Although fluid overload is well recognized as a risk factor for ALI after thoracic surgery, there also appear to be other factors at play. ALI may still occur when very strict fluid-restrictive strategies are implemented [49].

Lung lymphatics play a key role in fluid clearance from the lung [47]. Capillary filtrate that enters the interstitium is drained by lymphatics, and when their capacity to drain fluid is exceeded, pulmonary edema will occur [3]. Although lymph flow can increase sevenfold in response to elevated interstitial pressure [50], in the perioperative setting, this capacity may be reduced. Surgical trauma related to lung resection surgery is thought to be an important factor influencing this [3]. Pulmonary lymphatic drainage is not symmetrical: the drainage of the right lung is essentially ipsilateral (>90 %), whereas the left lung has a significant contralateral contribution (>55 %) [51]. Therefore, right pneumonectomy confers a significantly higher risk of pulmonary edema in the left lung, as over half its lymphatic drainage will be lost, which has been demonstrated clinically [7, 17].

Lymphatic drainage may be further impaired by postoperative right ventricular (RV) dysfunction: the resultant elevation in central venous pressure will reduce the drainage capacity of the lymphatic system [52]. RV dysfunction is very common after lung resection surgery, particularly pneumonectomy [53], and is thought to relate to increased RV afterload and tachycardia [54, 55].

Many goal-directed protocols target cardiac index, which may be measured using a variety of modalities, including the pulmonary artery catheter, transpulmonary thermodilution (e.g., PiCCO monitor), pulse contour analysis (e.g., FloTrac-Vigileo system), and transesophageal Doppler measurement. Although use of esophageal Doppler is impractical in esophageal surgery, it has been used with good effect in lung resection surgery. Esophageal Doppler was able to detect a reduction in stroke volume index in lung resection surgery, despite unchanged heart rate and mean arterial pressure, and was used to guide hemodynamic support and fluid therapy [81].

SVV and PPV both use the heart-lung interaction, integrating the effects of preload, respiratory variation, and blood pressure to assess fluid responsiveness [3, 47]. There are some theoretical limitations to the use of these indices during thoracic surgery.

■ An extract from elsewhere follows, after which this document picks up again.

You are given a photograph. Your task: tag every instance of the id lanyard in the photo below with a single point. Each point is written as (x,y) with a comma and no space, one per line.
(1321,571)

Firstly, there has been concern regarding their validity during open chest conditions [82]. Secondly, due to the dependence of these measurements on respiratory variation, their accuracy also is dependent on tidal volume. At relatively large tidal volumes of 8–10 mL/kg during two lung ventilation (TLV), SVV ≥ 12 ml/kg and PPV ≥ 10 mL/kg correlate highly with fluid responsiveness [83]; however, ventilation with a lung protective strategy may not have the same correlation. Thirdly, the volume of shunted blood through the non-ventilated lung should not contribute to the generation of SVV and PVV, necessitating a lower threshold value during OLV than that used during TLV [3, 84]. In one study examining SVV during OLV, it was shown only to be acceptably predictive of volume responsiveness with tidal volumes >8 mL/kg, with a threshold for fluid responsiveness of 10.5 % [85]. At the upper limits of fluid responsiveness, small increases in cardiac output are associated with large increases in extravascular lung water. This is particularly a problem in conditions of increased endothelial capillary permeability (see Fig. 5.3) [84].